Former U.S. President Donald Trump waves as he makes a visit to the Cuban restaurant Versailles after he appeared for an arraignment in connection with allegations he kept classified documents after leaving office, June 13, 2023, in Miami, Florida. (Photo by Alon Skuy/Getty Images)
On the eve of his federal arrest and arraignment last week, former president and criminal espionage defendant Donald Trump fled to his social media safe place and commanded his fascist foot soldiers to come forth in multitudinous numbers for a big beautiful mob scene at the Miami courthouse.
“ALL HANDS ON DECK! SEE YOU IN MIAMI ON TUESDAY,” he decreed, and Miami police reportedly braced themselves for a as many as 50,000.

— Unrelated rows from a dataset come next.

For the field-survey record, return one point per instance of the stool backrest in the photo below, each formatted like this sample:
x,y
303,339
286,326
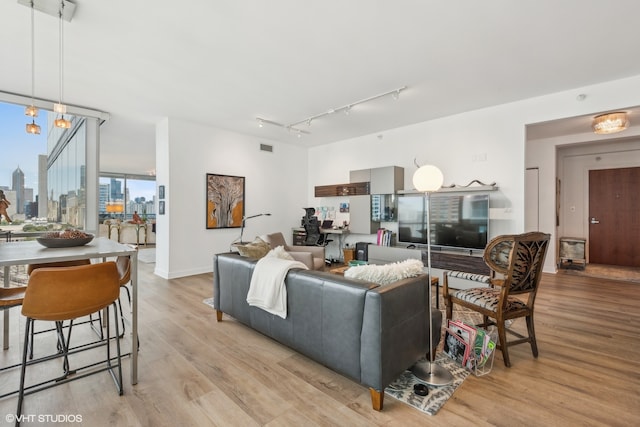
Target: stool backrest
x,y
64,293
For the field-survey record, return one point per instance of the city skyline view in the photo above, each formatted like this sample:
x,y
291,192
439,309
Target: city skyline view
x,y
21,150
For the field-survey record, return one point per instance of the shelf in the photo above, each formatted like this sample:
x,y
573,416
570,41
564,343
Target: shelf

As Homer Simpson would say, “D’oh!”
The turnout for Trump – a motley collection of dolts, nuts, and live-streaming loons – peaked that day at somewhere between 500 and 2,000 people.
Bill Mitchell, a prominent radio guy and erstwhile Trumper who has defected to Florida Gov. Ron DeSantis, a 2024 GOP primary rival, tweeted: “Nice turnout Trump, you clown.”
According to traditional journalistic metrics, a huge crowd (especially a huge violent crowd) is, by definition, a big story. And an anemic crowd (especially an anemic non-violent crowd) is, by definition, a non-story. But, at least with respect to the teensy Miami freak show, I beg to differ.
Given the fact that Florida is Trump’s home turf, and that more than five million Floridians voted for him in 2020, you do have to wonder why turnout for Trump’s federal bust was such a bust.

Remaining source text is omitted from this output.